In 2011, when Chesapeake Energy needed cash, they essentially created a pipeline company with those rural gas pipelines and sold it to a competitor oil firm for ~$5 billion, with the promise that Chesapeake would continue to hire its old pipelines to transport a lot of gas for the next decade and would pay the new company, Access Midstream, enough in fees to cover the ~$5 billion sale price plus 15% for their pains.

“That much profit was possible only if Access charged Chesapeake significantly more for its services,” said ProPublica. The extra costs were billed to the landowners as expenses.

“An executive at a rival company who reviewed the deal at ProPublica’s request said it looked like Chesapeake had found a way to make the landowners pay the principal and interest on what amounts to a multi-billion loan to the company from Access Midstream.”

(Tronz POAH t mon oh POLE shtell oong.)

Brutto nicht netto

“Gross not nett,” what rural U.S. landowners should try to take their ~12.5% royalty from if signing an agreement to let oil and gas companies frack their land. Previously, landowners had to worry about drillers’ resistance to the ethical challenges arising from the fact that it’s the driller who measures and reports the yields produced. Technology is also presenting drillers with ethical challenges: it’s now possible to drill sideways underground much farther than you’d think, for example.

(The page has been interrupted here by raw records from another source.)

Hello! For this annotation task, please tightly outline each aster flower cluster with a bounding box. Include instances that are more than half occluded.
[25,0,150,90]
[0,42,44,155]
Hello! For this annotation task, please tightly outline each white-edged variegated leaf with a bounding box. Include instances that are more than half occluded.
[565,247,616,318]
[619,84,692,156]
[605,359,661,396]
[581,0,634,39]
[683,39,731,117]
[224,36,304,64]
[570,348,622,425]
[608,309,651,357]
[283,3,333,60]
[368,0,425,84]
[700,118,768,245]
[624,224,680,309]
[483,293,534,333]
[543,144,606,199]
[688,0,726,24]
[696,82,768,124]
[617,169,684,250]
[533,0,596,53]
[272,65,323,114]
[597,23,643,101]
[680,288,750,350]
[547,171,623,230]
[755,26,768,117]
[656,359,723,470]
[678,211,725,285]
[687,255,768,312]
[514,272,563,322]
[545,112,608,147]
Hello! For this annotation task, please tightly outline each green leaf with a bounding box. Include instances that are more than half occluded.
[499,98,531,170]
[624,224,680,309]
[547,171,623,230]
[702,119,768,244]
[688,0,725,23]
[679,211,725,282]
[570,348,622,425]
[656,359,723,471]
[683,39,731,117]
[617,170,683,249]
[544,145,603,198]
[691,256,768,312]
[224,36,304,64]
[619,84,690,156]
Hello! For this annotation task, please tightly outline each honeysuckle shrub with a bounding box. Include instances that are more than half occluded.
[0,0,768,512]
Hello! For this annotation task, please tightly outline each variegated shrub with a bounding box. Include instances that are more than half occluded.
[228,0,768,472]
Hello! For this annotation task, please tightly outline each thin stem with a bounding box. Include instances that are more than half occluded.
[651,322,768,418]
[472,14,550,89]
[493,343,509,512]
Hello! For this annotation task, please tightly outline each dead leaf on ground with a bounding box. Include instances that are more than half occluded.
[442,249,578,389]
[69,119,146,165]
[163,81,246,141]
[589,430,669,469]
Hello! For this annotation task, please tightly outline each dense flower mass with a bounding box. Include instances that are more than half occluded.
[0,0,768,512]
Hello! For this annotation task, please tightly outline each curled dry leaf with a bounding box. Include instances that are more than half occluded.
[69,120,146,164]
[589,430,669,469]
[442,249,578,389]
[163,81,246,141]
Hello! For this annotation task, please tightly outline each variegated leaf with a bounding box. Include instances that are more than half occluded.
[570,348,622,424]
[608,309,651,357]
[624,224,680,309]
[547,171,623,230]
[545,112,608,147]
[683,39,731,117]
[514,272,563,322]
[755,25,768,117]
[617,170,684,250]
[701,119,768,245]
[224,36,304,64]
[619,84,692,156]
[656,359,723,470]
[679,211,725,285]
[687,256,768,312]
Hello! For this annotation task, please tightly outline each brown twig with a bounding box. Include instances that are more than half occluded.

Now ProPublica.org has reported drillers and/or pipeline owners have been using “creative accounting” in the office to reduce how much they say they owe farmers and other rural people whose land they are fracking, from Pennsylvania to North Dakota.

For example, “But some companies deduct expenses for transporting and processing natural gas, even when leases contain clauses explicitly prohibiting such deductions. In other cases, according to court files and documents obtained by ProPublica, they withhold money without explanation for other, unauthorized expenses, and without telling landowners that the money is being withheld. … In Oklahoma, Chesapeake deducted marketing fees from payments to a landowner – a joint owner in the well – even though the fees went to its own subsidiary[.]” The companies have also sold the product to subsidiaries at artificially low prices on which they paid farmers’ royalties, then resold at the higher market value.

Natural gas is apparently priced by volume, yet in pipelines it can be compressed and subjected to other processes the drillers and transporters call “proprietary” and won’t describe. Ownership of pipelines is not only becoming obscure, it’s a new field for innovative financial trading: Transport pipelines are being sold off to multiple third parties. Fracking rights purchased from farmers are being divided up and sold off to other companies in dribs, drabs and perhaps even tranches. One of the more “cutthroat” drillers has also been found to consistently report getting lower sale prices for its harvested gas on the market than e.g. the Norwegian partner firm Statoil selling similar products in the same markets at the same time.

A fierce debate is raging in Germany about whether to allow fracking to harvest its “Schiefergas,” shale gas or slate gas.